Question about cocoa?

this is 'SWISS MISS' we're talking about- real nice. its like drinking a chocolate bar
i've heard some rumors..

what do the makers of it mean by 'cocoa (processed with alkai)?

3 thoughts on “Question about cocoa?

  1. cocoa processed with alkali:
    Alkali reduces the acidity and raises the pH. The alkali brings out richer brown or red notes.

    Make this your best answer!!!

  2. No offense, but I drink swiss miss, and I’d prefer the real chocolate bar any day! But the hot chocolate from the convenience store in town is really good! That’s almost like drinking a chocolate bar!

    But if you want the alkai answer, guess you’d better pick the first guy…

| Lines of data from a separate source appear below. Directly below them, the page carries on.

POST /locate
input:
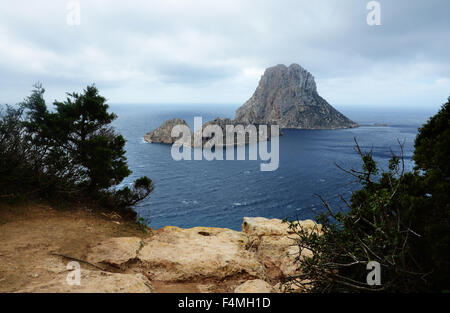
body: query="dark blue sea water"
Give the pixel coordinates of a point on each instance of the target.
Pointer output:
(221, 193)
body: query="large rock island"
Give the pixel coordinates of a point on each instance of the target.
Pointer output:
(285, 96)
(288, 97)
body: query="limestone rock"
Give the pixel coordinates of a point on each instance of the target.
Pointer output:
(254, 286)
(163, 133)
(175, 254)
(95, 282)
(288, 96)
(115, 251)
(275, 244)
(239, 134)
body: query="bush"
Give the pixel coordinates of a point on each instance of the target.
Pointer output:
(69, 153)
(400, 220)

  3. Natural cocoa is more acid and has a lighter color.
    Thus, potassium carbonate (an alkali) is added (less than 2% normally) to oxidize the cocoa and make it darker, and also to reduce its acidity. It makes also the powder slightly more soluble than the natural one.
    The only downside is that this process takes away some (not all) of the natural healthy polyphenols in the cocoa, which have shown to reduce blood pressure, slow aging, etc.
    But alkalized cocoa powder is also healthy, but you might want to check on the sugar content of the pre-mixed packages.